For anyone whose familiarity with Chinese/HK cinema reaches as far as Bruce Lee and Jackie Chan, wuxia is a slightly different form of martial arts film. It does feature lots of kung fu and, unsurprisingly, wirework of the highest order, but it is set in a more mythological framework so that the protagonists have supernatural powers. The most famous example to have been popular in the west is the Taiwanese ‘Crouching Tiger, Hidden Dragon’. It’s been argued that wuxia doesn’t perform well with western audiences because there is a problem accepting the fantasy elements: clearly this overlooks the popularity of the musical in which characters just as improbably burst into song. It is noticeable, however that both ‘CTHD’ and ‘Hero’ got widespread western press coverage because their directors (Ang Lee and Zhang Yimou respectively) are art house names. Enough of the primer on wuxia: why is ‘Hero’ a good film?

It is the time of the warring states: Chin (Daoming Chen), leader of one of the seven kingdoms and a man trying to unit the states into a single country, grants audience to Nameless (Jet Li), a warrior who claims to have killed the three most fearsome assassins in the land. Nameless recounts how he has achieved this, but Chin begins to suspect the story is not entirely true. Alternative versions are told and retold, each colour coded, until the truth is reached. This is not a simple action movie, but a contemplation on the nature of heroism and of the nature of state. It is noticeable, for example, that the idea that all must pull together to create a single state comes out of mainland China at a time when it is struggling to integrate Hong Kong.

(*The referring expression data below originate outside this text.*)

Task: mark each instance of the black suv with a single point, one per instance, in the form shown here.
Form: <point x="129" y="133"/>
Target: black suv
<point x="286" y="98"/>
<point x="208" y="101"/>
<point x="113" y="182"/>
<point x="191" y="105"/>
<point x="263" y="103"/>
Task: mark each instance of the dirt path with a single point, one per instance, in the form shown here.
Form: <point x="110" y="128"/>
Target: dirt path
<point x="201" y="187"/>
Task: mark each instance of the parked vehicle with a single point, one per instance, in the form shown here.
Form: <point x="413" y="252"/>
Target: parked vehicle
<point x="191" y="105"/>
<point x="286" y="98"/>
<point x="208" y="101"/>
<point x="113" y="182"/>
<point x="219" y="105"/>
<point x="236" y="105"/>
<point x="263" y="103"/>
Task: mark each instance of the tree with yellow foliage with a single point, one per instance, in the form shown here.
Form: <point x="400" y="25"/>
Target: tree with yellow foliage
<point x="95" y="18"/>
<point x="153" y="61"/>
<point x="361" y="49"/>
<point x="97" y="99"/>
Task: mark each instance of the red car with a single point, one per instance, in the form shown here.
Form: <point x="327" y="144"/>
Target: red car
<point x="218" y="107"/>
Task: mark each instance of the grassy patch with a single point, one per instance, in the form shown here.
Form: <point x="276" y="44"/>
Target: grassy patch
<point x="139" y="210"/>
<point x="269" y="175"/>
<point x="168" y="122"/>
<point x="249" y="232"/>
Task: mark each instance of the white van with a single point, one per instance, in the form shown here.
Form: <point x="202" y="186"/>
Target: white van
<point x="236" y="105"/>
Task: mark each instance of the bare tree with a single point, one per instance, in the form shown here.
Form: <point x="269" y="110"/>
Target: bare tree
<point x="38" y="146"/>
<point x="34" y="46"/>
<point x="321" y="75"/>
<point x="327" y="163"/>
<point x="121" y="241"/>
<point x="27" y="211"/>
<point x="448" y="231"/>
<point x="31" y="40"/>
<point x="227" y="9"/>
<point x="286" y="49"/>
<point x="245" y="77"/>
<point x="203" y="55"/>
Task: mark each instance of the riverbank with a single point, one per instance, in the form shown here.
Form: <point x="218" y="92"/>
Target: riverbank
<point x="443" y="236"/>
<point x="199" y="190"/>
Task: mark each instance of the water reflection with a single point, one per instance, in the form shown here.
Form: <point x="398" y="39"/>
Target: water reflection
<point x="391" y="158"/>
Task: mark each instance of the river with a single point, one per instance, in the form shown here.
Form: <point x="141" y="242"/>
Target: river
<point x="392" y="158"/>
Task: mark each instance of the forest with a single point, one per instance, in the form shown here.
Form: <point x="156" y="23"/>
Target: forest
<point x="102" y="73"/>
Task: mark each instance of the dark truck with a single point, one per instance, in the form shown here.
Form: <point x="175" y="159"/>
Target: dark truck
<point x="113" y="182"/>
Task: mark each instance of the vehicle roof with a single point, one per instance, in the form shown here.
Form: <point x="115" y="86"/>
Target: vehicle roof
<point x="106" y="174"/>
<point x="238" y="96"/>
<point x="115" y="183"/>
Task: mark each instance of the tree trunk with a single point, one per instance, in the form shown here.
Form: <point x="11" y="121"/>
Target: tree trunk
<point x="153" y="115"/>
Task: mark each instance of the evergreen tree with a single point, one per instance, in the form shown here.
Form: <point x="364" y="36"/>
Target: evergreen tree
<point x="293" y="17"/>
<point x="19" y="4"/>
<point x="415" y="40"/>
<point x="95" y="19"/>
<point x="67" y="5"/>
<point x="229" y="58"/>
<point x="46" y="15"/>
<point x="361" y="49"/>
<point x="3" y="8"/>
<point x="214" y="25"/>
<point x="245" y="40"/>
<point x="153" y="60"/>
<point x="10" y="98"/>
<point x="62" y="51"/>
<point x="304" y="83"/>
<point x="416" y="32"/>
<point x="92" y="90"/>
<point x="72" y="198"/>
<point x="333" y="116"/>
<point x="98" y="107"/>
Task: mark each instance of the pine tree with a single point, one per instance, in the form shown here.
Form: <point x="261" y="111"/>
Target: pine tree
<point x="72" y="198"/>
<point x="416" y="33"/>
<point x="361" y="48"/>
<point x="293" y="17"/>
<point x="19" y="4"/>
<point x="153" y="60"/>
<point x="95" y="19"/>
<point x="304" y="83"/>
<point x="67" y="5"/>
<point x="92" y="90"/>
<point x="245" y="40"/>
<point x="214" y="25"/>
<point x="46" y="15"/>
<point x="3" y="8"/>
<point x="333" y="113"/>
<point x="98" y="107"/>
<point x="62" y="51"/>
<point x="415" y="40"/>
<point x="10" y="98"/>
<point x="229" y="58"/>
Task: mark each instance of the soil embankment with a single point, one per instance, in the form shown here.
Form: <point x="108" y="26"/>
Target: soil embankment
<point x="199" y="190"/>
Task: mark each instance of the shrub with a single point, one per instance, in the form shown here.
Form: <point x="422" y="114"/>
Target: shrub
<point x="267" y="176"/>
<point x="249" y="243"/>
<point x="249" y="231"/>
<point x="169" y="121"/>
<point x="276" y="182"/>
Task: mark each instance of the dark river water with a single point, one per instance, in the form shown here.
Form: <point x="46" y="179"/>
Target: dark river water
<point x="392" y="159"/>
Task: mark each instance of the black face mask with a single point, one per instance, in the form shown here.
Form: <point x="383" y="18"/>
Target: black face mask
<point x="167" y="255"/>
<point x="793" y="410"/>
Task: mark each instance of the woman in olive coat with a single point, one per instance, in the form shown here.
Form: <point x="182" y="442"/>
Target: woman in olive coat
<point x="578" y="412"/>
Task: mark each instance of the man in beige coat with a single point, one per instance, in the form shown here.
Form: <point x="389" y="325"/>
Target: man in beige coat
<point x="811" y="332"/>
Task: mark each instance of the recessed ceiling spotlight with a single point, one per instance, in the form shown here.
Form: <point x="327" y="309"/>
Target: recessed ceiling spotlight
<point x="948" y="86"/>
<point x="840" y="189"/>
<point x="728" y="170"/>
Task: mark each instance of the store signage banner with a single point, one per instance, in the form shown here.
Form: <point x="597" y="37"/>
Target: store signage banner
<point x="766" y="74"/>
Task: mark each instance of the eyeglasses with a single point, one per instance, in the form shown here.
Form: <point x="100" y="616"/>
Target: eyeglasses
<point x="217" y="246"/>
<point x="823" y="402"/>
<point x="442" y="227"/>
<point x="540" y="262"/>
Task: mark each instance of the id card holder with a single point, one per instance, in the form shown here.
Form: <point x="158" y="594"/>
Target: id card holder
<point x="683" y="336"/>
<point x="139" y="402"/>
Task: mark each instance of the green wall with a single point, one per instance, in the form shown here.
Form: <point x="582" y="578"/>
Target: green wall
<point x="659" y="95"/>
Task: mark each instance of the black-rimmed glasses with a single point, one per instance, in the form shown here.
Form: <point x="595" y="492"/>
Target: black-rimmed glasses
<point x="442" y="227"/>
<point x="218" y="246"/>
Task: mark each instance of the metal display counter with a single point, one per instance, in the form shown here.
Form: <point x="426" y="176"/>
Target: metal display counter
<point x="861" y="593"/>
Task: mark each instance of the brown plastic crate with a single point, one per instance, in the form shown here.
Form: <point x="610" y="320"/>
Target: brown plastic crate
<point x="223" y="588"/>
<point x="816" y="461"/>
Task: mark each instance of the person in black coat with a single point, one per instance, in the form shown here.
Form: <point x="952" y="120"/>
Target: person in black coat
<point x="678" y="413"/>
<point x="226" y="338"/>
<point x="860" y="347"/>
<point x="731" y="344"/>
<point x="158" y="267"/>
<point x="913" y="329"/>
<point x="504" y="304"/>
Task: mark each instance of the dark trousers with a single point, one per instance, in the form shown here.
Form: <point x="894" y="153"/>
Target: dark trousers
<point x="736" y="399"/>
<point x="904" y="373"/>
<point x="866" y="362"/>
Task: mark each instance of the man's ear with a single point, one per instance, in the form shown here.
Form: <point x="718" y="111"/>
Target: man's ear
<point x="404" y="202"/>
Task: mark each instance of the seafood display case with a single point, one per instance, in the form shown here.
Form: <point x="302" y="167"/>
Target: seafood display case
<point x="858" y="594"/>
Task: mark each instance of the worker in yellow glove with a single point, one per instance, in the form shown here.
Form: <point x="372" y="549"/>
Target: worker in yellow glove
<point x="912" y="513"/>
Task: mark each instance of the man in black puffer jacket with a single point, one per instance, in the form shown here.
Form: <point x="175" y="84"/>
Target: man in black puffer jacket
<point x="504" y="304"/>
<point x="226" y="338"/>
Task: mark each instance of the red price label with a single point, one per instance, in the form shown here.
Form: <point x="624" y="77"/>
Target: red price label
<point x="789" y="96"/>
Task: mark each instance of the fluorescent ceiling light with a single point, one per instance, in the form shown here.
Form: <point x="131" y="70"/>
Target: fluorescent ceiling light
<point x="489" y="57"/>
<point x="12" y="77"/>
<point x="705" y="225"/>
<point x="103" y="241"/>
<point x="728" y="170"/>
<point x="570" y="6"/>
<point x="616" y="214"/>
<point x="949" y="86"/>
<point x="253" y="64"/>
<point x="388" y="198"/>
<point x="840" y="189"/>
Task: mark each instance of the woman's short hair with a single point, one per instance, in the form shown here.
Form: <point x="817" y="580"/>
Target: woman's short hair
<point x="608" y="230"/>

There are, inevitably, comparisons. The most obvious one is to Ang Lee’s ‘Crouching Tiger, Hidden Dragon’: it is evoked by the soundtrack by Tan Dun, who worked with Yo Yo Ma on the Ang Lee film, and especially by the lakeside sequence. This lakeside battle is, I think, more effective in ‘Hero’ as it indicates the emotion within the characters more effectively. The body of work I really came away thinking about, however, was Akira Kurosawa’s. The hails of arrows is from ‘Throne of Blood’, the colour coded scenes evoke ‘Ran’ and the multiple versions of a story recall ‘Rashomon’. It is not entirely a surprise to see the costume designer for ‘Hero’ was Emi Wada, who worked on ‘Ran’. Everything is drenched and saturated with colour.

This determinedly non-realist design and direction creates breathtakingly beautiful fight sequences: a sword is so sharp and fast that is whips up whirlwinds of yellow autumn leaves; an army marches and drums on black shields that absorb the light; two lovers in green (the colour of hope) battle in front of a waterfall. Combined with this choreography, the actors are the finest in their field. Jet Li trades his old wushu skills for swordplay and a role which suits his acting skills; Maggie Cheung and Tony Leung are skilled as Flying Snow and Broken Sword, the quarrelling lovers, with Zhang Ziyi as the third person in their unhappy triangle. I’m not sure if the film has the same poignancy for viewers who do not know the history of China but I suspect what is lost in sad horror is made up for in suspense.

If you’re looking for a simple action hero film, see what the latest Hollywood nonsense is. If you want to see a contemplation of what being a hero means, watch ‘Hero’.